If you like trains, and lots of mainline action with some shortline activity added—then Newton, Kansas is a great place to visit.
Newton, with a population of just over 19,000, is located about 40 kilometres north of Wichita. It is on the BNSF (former Santa Fe) mainline between Chicago and Los Angeles.
Railroads and Newton have been linked for a long time. In 1872 it became the western terminal for the Atchison, Topeka and Santa Fe Railway and the railhead for the Chisholm Trail.
Business takes me to Newton about once a year. I was there again in October, and had two occasions to wander trackside.
Train watching is easy in Newton. The locomotive facility is easily seen from nearby streets, although you need a zoom lens to get decent photos.
The mainline crosses Main St. right by the locomotive facility and the Amtrak Station (with its classic ATSF Harvey House design), providing close-up views of the action.
Train activity is frequent—a delight for the visiting railfan, but a source of much grumbling among the locals who have to wait often at crossings for the trains to pass.
In two brief trips trackside I caught four mainline freights and a locomotive move.
Unfortunately, it was afternoon and all the trains were eastbound, meaning I was shooting into the setting sun.
I also caught a WAMX (Webb Asset Management) train pulling a long string of cars slowly across Main St. I think it is the Kansas and Oklahoma Railroad, but I’m not sure.

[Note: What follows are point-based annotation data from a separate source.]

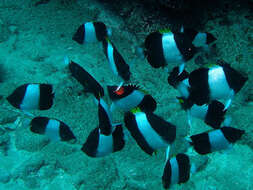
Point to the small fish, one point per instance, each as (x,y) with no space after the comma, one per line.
(127,97)
(99,145)
(150,131)
(176,171)
(165,47)
(85,79)
(205,84)
(107,137)
(212,114)
(32,96)
(90,32)
(215,140)
(104,118)
(54,129)
(215,83)
(117,63)
(199,39)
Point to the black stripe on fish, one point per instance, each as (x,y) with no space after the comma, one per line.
(235,79)
(232,134)
(154,50)
(199,87)
(185,46)
(132,126)
(86,80)
(201,143)
(79,35)
(164,129)
(215,114)
(46,96)
(101,30)
(16,98)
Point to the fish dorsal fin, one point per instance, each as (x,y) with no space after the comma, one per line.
(165,30)
(138,87)
(108,40)
(135,110)
(210,65)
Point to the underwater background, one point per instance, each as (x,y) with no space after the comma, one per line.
(36,35)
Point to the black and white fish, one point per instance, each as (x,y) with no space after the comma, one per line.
(127,97)
(117,63)
(107,137)
(176,171)
(89,83)
(150,131)
(165,47)
(215,140)
(178,79)
(54,129)
(90,32)
(212,114)
(32,96)
(215,83)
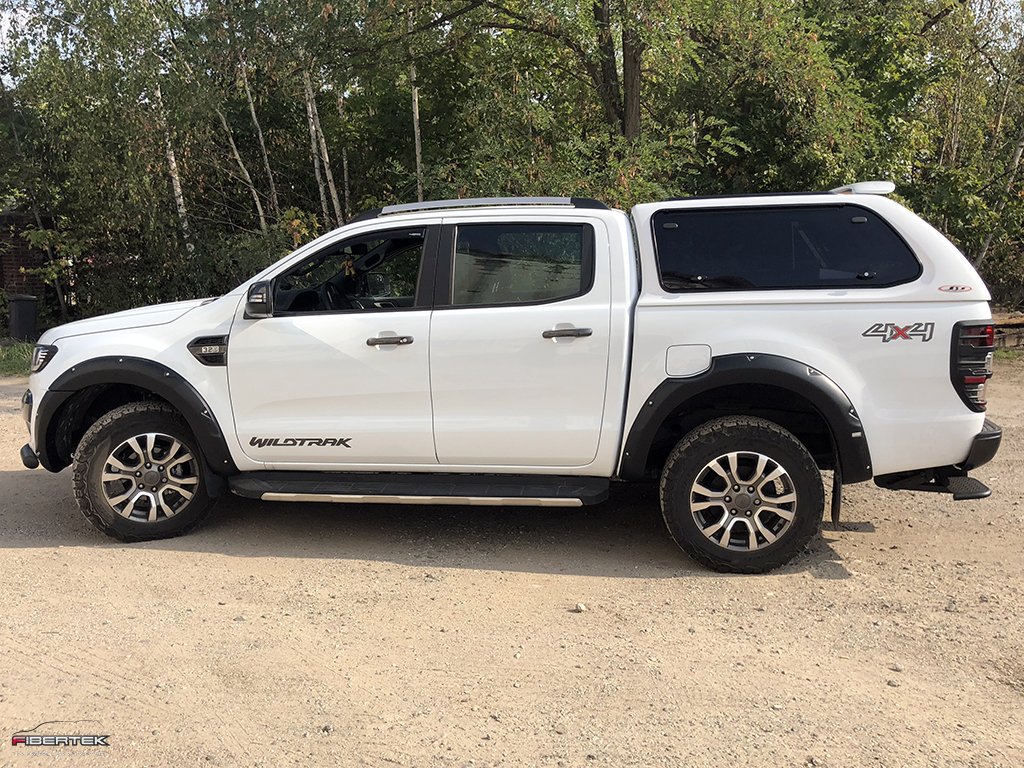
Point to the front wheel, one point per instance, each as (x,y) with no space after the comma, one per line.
(741,495)
(138,474)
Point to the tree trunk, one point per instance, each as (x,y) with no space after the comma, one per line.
(274,206)
(311,100)
(416,117)
(243,170)
(33,199)
(172,168)
(1015,162)
(997,128)
(345,189)
(315,154)
(633,47)
(605,74)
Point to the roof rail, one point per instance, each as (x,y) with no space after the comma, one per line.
(441,205)
(865,187)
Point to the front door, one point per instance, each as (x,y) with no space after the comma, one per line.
(519,343)
(340,374)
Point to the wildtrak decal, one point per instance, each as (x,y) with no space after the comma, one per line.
(300,441)
(890,332)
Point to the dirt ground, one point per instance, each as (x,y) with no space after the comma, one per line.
(330,635)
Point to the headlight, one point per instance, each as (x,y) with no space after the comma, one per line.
(42,354)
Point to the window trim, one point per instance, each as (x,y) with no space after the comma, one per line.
(719,209)
(424,281)
(444,271)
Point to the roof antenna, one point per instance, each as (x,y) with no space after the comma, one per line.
(865,187)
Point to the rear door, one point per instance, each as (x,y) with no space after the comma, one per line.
(519,342)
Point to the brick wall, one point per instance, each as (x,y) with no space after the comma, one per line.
(15,254)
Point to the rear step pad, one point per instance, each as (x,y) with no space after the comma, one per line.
(965,488)
(370,487)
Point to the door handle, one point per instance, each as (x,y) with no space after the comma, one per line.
(379,341)
(572,333)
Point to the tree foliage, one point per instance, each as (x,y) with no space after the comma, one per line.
(170,148)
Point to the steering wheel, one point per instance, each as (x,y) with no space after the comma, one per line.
(334,299)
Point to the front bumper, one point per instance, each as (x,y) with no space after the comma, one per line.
(27,409)
(952,479)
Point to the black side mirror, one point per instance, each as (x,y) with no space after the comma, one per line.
(259,302)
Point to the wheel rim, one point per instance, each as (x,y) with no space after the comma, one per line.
(150,477)
(743,501)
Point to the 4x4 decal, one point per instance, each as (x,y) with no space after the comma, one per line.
(890,332)
(299,441)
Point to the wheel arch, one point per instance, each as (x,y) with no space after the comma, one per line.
(88,390)
(791,393)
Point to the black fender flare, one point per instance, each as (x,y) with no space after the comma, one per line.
(824,395)
(147,375)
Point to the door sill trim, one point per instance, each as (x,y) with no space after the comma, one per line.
(471,501)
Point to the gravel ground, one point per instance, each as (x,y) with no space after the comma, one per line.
(318,635)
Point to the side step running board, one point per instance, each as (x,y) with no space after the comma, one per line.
(370,487)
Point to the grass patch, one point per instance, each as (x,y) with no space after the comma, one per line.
(15,357)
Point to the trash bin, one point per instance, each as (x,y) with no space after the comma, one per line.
(23,316)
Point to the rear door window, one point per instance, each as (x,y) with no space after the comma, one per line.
(737,249)
(517,263)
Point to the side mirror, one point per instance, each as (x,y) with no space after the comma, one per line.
(259,302)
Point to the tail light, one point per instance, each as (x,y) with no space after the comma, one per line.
(971,360)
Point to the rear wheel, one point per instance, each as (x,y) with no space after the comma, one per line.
(741,495)
(138,474)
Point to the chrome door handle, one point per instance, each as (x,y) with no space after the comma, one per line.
(572,333)
(379,341)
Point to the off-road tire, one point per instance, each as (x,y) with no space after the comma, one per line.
(739,433)
(89,459)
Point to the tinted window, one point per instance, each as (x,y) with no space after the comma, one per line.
(842,246)
(519,263)
(372,271)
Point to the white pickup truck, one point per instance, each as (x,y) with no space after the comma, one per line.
(530,351)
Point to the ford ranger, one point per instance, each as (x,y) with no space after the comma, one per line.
(534,350)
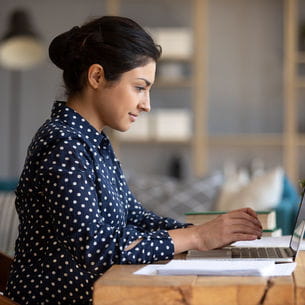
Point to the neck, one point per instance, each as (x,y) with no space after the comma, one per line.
(81,103)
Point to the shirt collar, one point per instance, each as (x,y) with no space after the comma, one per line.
(70,117)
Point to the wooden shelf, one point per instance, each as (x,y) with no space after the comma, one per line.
(155,141)
(246,140)
(182,59)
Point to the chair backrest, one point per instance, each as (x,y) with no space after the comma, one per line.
(8,222)
(5,265)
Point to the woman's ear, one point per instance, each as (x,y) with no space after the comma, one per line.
(96,76)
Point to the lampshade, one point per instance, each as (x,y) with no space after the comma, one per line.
(21,48)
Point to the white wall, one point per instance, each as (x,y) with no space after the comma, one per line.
(245,67)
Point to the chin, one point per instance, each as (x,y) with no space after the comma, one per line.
(122,128)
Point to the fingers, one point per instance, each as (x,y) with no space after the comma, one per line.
(244,214)
(245,228)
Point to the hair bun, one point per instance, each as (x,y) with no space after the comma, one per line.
(58,49)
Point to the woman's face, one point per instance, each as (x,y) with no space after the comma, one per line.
(118,105)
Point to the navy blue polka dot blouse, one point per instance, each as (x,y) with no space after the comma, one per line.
(77,215)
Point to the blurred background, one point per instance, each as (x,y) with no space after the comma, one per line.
(228,99)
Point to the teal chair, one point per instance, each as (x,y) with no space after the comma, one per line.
(287,209)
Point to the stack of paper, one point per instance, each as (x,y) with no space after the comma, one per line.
(219,268)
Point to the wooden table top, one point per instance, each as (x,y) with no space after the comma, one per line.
(119,286)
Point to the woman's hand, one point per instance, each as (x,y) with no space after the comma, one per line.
(241,224)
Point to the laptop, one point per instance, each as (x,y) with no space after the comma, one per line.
(277,254)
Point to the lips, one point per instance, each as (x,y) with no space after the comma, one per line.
(133,116)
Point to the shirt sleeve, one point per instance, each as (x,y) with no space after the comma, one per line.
(138,215)
(78,220)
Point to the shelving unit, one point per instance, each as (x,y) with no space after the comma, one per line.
(292,58)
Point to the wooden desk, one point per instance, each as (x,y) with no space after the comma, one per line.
(119,286)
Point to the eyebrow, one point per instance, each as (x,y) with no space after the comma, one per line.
(148,83)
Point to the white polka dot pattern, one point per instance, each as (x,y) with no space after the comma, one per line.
(77,215)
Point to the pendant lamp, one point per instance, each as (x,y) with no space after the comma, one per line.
(21,48)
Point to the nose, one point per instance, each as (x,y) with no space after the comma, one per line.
(145,103)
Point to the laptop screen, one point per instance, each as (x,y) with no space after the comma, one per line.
(298,231)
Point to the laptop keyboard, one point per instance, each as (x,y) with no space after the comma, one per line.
(260,252)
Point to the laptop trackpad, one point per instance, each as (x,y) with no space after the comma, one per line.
(217,253)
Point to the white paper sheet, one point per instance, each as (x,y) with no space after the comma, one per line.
(219,268)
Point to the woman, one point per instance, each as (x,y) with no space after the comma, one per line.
(77,214)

A wander around the streets alongside the locomotive facility showed a variety of power on site—units from KCS, CP, CN, CSX and NS were all present, along with a few units still in classic BN green, and even some in the old ATSF scheme.
Unlike in 2009, I didn’t see any trains with flatcars carrying Boeing 737 fuselages. Back then, I was lucky enough to catch a number of them waiting across from the station.
There are lots of little towns like Newton across North America, places where there is lots of railway action and relatively easy access to see the trains. Maybe you have a special place like it of your own.